A "virulent" email by a discredited earthquake survival expert should be ignored in favour of the standard "drop, cover and hold" advice, Civil Defence says.
The ministry was so concerned about the email contradicting standard survival guidelines that it sought advice from the New Zealand Society of Earthquake Engineers.
The email, by self-professed rescue expert "Doug Copp", says when buildings fall they crush furniture and doors but create "triangles of life" in the spaces next to them.
He says lying next to, rather than under, heavy furniture and door frames saves lives, and following traditional advice to take cover kills people.
The man and his message have been widely discredited in the United States, where the email originated, but it has been circulated widely enough to cause concern, a Ministry of Civil Defence and Emergency Management spokeswoman said yesterday.
Standard advice in New Zealand for what to do in an earthquake is to drop, take cover under sturdy furniture and hold on, or shelter against an inside wall away from windows and bookcases.

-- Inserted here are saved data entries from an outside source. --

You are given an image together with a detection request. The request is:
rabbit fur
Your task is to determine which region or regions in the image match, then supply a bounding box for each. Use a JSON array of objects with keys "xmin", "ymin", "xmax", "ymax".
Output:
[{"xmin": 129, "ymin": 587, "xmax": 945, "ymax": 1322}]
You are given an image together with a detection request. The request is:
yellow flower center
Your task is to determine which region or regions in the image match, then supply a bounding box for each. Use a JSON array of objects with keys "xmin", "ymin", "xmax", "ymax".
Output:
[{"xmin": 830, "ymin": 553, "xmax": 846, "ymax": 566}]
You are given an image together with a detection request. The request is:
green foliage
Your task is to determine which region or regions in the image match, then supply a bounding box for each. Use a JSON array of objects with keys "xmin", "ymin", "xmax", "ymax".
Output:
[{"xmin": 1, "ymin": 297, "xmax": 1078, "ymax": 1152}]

"This practice will protect people in most earthquake scenarios," said the Director of Civil Defence and Emergency Management, John Norton.
"This is the drill practised by schoolchildren, and what civil defence agencies have consistently promoted around the country."
In severe quakes it was vital people responded immediately because confusion about what to do could lead to fatalities.
He advised people to identify safe places around their homes and work places.
Mr Copp claims to have worked at almost every major disaster in the world since 1985 and founded rescue teams globally.
He claims "100 per cent survivability for people using my method of the `triangle of life'."
Everyone who "ducks and covers when buildings collapse is crushed to death. Every time, without exception", he writes in the email article.
Wooden buildings are the safest because they move with the force of the quake, and when they collapse they create large "survival voids", he says.
"If you are in bed during the night and an earthquake occurs, simply roll off the bed. A safe void will exist around the bed."
He also says it is better to be near the outside of the building than the inside and that offices with lots of paper are good for creating large voids.
Society president and Geological and Nuclear Sciences scientist Mark Stirling said most earthquake-related injuries and deaths resulted from collapsing walls, flying glass, and falling objects caused by ground shaking.
"Ground vibrations during an earthquake are seldom the direct cause of death or injury," he said.
Most of the hundreds of quakes that hit New Zealand every year were too deep and too far offshore to cause damage.
The 7.3 magnitude quake that struck in the Tasman Sea on Tuesday was the biggest for more than 70 years, but caused only minor damage.